Ingredients
Method
Toast the Focaccia
- Preheat oven to 400°F. Brush focaccia slices on both sides with olive oil and arrange on a baking sheet.
- Bake 8 to 10 minutes until golden and crispy at the edges. Remove and finish with a pinch of flaky sea salt.
The edges should have some char on them. That bitterness is what balances the richness of the goat cheese. A pale, soft toast will sag under the toppings and disappear into the bite.
Make the Spring Onion Pesto
- Heat a dry cast iron pan over high heat. Char the spring onions until blackened in spots, about 3 to 4 minutes per side. Let cool slightly, then trim any heavily charred outer layers.
- Add charred spring onions, pine nuts, Parmigiano, garlic, and lemon juice to a blender or food processor. Pulse to combine.
- Stream in olive oil while blending until a pesto consistency forms. Season with salt and pepper.
Charring the onions concentrates their sweetness and adds depth that raw or blanched onions cannot replicate. The blackened outer layers peel off and what remains underneath is intensely flavored and vivid green.
Pulse, don't blend continuously. You want texture left in the pesto. A completely smooth paste loses the body it needs to sit on top of the goat cheese without running off the edge.
Whip the Goat Cheese
- Beat goat cheese and cream cheese together on medium speed until smooth, about 2 minutes.
- Add heavy cream and beat until light and fluffy. Season with salt and a pinch of white pepper.
Room temperature cream cheese makes a real difference. Cold cream cheese stays lumpy no matter how long you beat it. Pull it out of the refrigerator thirty minutes before you start.
Dress the Greens
- Toss spring greens with lemon juice, olive oil, and a small pinch of salt just before assembling.
Assemble
- Spread a generous layer of whipped goat cheese on each toasted focaccia slice.

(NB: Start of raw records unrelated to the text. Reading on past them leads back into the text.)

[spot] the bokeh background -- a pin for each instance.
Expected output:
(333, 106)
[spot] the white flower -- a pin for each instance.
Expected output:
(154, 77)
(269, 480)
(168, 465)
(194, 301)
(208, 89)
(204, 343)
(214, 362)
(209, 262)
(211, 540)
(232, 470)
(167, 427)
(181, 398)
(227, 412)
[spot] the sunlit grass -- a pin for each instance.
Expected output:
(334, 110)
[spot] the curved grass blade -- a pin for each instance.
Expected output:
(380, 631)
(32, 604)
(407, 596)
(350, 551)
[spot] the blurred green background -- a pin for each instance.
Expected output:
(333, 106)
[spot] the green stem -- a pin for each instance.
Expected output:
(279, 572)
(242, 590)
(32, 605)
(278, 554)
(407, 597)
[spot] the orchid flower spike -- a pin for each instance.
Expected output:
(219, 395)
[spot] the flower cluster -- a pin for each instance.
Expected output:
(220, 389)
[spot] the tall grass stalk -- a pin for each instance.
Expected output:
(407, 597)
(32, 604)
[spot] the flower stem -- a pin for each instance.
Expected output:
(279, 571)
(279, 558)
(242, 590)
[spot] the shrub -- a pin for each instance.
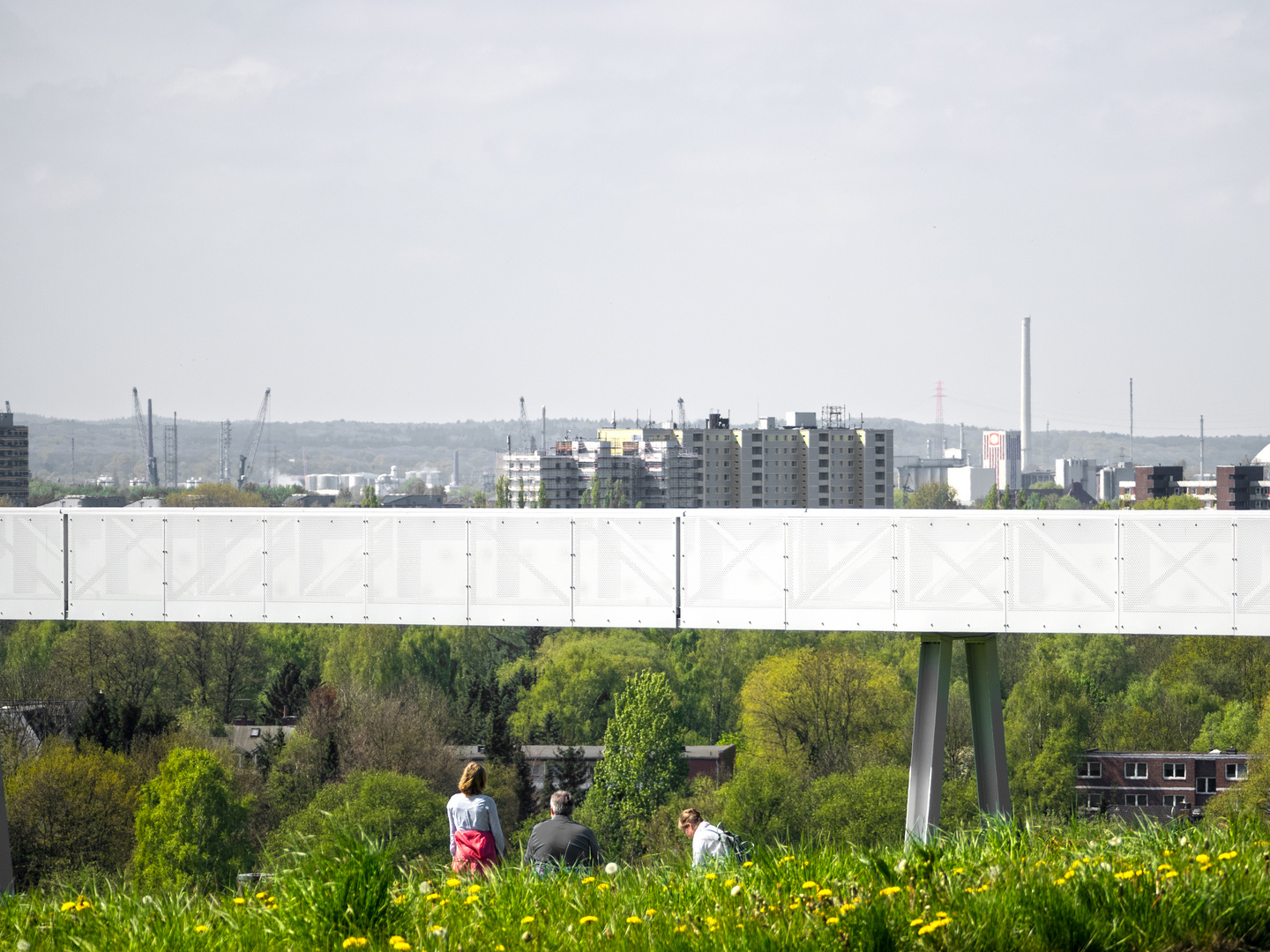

- Spoon spring onion pesto over the cheese. Top with dressed spring greens, radish slices, and a pinch of microgreens.
- Serve immediately while the focaccia is still warm and crisp.
Build the layers in order. Goat cheese first, then pesto, then greens. If you add the greens before the pesto sets, the cheese layer shifts and the whole assembly loses its structure.
Notes
Plating. Arrange on a long wooden board or dark slate and cut each toast diagonally just before serving so guests can see the layers. Do not over-garnish. The visual stack of green, white, and gold does the work on its own.
Wine pairing. Vermentino from Sardinia is the first call. The minerality and citrus lift mirrors the lemon in the pesto and the slight almond note complements the pine nuts. Sancerre or Pouilly-Fume works equally well. Stay crisp and white. No oak.
Prep ahead. The pesto can be made the day before and stored with a thin layer of olive oil pressed against the surface to prevent oxidation. The whipped goat cheese can be done the morning of and kept covered in the refrigerator. The toast can be made two to three hours in advance and held on a wire rack at room temperature. Day-of assembly takes ten minutes.
Feeding more people. This recipe makes eight to ten toasts, enough for four people as an appetizer. Triple the pesto for a party of twelve to sixteen and plan on twenty-five to thirty toasts. One standard bakery loaf gives sixteen to twenty slices depending on size.
Swaps. No spring onions? Young scallions work nearly identically. For nut-free, replace pine nuts with toasted sunflower or pumpkin seeds. Dairy-free? Whipped cashew cream with lemon zest stands in for the goat cheese, though the tang is different.